Originally posted by kh1234567890 The problem is subsampling - in the Bayer sensor there are physical gaps between elements of the same colour sensitivity, this is what leads to Moire artefacts. You can oversample - have more of smaller elements and then low pass filter in software or you can use a birefringent physical AA filter to spread the light just enough in the horizontal and vertical directions only so that a point source image always covers one or more of the rectangularly arranged sensing elements. Smaller sensing elements also collect fewer photons per exposure giving more quantisation noise. The Foveon sensor stacks the three colour sensing elements on top of each other (like a colour film would), making the inter-element gaps much smaller.
Yes, my whole point is that the Bayer matrix will sample at a frequency similar to the Foveon
if we use equal data rates as the basis for comparison (as opposed to equal pixel-counts). The Foveon pixel embraces all 3 colours vertically, the Bayer spreads them laterally, so (crudely, the reality is more complex) a 3-colour Bayer "superpixel" would need to have 3 pixels occupying the same space as a Foveon pixel - hence my suggestion that the Bayer sensor has 3x the pixel-count. Obviously, if you use equal pixel-counts as the basis for comparison, the Bayer would need stronger anti-aliasing as it's sampling at a lower frequency. (I do notice that the Sigma SD1 Foveon marketing describes the pixel-count as 48MP, but this refers to 16MP-worth of 3-colour pixels).

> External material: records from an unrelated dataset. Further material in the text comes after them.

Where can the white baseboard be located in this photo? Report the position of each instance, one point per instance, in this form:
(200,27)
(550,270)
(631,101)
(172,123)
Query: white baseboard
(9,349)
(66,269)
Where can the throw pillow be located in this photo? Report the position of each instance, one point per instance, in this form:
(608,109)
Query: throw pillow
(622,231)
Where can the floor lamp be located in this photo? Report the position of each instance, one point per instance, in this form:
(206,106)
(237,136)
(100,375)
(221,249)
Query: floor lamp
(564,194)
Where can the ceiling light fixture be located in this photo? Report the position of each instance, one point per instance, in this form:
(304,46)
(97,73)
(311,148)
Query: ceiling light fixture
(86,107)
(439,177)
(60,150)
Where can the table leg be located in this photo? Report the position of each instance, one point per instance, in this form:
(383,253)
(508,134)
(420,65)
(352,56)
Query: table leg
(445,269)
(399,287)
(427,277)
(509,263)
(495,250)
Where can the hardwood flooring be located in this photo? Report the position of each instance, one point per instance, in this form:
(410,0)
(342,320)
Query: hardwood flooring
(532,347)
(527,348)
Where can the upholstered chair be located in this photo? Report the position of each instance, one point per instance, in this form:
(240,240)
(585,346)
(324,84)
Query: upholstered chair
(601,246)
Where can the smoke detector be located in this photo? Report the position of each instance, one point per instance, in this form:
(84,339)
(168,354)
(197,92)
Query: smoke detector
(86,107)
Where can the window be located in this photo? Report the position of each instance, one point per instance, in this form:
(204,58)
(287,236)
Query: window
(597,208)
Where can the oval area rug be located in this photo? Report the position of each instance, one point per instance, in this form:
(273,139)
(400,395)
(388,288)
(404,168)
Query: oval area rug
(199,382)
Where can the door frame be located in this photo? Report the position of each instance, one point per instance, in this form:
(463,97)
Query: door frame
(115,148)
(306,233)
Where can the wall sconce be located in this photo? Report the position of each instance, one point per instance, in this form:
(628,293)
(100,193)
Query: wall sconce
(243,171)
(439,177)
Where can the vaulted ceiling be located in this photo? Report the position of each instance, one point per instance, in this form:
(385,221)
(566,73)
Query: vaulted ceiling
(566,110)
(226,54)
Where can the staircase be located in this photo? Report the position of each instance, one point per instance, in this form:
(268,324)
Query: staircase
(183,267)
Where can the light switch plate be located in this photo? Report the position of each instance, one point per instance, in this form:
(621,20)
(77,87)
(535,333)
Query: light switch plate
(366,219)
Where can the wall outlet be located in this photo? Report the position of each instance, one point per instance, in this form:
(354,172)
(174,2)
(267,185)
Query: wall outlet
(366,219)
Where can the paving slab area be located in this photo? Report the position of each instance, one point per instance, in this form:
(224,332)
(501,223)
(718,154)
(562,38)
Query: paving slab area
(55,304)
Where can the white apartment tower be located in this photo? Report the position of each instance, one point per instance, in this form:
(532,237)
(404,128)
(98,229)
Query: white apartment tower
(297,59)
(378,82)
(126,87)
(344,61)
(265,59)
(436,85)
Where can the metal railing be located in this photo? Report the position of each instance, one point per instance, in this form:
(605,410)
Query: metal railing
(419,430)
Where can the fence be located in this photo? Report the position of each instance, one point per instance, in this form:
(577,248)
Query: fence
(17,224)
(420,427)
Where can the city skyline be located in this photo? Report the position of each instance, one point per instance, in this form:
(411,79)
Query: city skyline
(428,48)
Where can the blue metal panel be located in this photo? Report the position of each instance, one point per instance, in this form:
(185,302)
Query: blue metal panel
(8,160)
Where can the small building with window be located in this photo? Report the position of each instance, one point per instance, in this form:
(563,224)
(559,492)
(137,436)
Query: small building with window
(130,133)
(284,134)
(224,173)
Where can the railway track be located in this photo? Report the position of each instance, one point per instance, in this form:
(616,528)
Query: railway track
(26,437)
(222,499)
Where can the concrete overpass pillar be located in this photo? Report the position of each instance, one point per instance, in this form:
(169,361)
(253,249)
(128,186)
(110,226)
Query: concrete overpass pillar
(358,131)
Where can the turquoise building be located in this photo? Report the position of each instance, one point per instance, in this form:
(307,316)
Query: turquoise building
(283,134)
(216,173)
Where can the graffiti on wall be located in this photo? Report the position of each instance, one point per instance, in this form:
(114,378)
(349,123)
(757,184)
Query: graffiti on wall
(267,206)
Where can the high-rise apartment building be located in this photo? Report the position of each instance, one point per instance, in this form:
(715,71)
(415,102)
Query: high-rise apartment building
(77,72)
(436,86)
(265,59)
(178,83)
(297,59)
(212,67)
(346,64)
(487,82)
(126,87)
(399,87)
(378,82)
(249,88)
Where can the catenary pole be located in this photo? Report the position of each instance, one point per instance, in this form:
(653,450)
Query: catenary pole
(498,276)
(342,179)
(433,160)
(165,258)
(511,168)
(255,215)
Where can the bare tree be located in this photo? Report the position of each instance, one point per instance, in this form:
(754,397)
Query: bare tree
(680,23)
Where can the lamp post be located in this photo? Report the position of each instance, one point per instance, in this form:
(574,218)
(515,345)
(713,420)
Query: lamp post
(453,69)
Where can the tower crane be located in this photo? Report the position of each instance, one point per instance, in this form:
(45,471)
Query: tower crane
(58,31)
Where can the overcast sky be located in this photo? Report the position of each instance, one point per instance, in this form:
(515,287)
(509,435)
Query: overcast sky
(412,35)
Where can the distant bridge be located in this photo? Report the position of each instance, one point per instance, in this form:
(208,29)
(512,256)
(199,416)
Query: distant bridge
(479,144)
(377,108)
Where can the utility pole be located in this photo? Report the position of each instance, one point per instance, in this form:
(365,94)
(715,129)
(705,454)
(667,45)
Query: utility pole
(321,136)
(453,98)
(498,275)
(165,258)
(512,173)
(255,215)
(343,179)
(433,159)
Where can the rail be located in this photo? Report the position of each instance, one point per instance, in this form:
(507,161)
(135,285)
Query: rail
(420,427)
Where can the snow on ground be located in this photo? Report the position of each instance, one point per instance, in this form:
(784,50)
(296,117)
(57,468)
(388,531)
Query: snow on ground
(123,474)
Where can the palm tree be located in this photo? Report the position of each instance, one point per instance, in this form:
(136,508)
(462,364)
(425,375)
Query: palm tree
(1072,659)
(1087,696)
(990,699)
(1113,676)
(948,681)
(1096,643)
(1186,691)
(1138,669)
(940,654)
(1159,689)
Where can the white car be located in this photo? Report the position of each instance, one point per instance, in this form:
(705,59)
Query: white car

Regarding noise, if you print at the same resolution as the sensor, then, yes, you'll get more noise as you increase pixel-count.
However, if you were to compare high and low pixel-count sensors when printing at a constant resolution (i.e. constant print size), you wouldn't see any difference. How can this be? Well (crudely) the printer will be combining ("binning") pixels in software to make bigger "virtual pixels", which have the same reduced quantisation noise as real bigger pixels. There's nothing wrong with smaller pixels - it's just the high data rates which are currently problematic.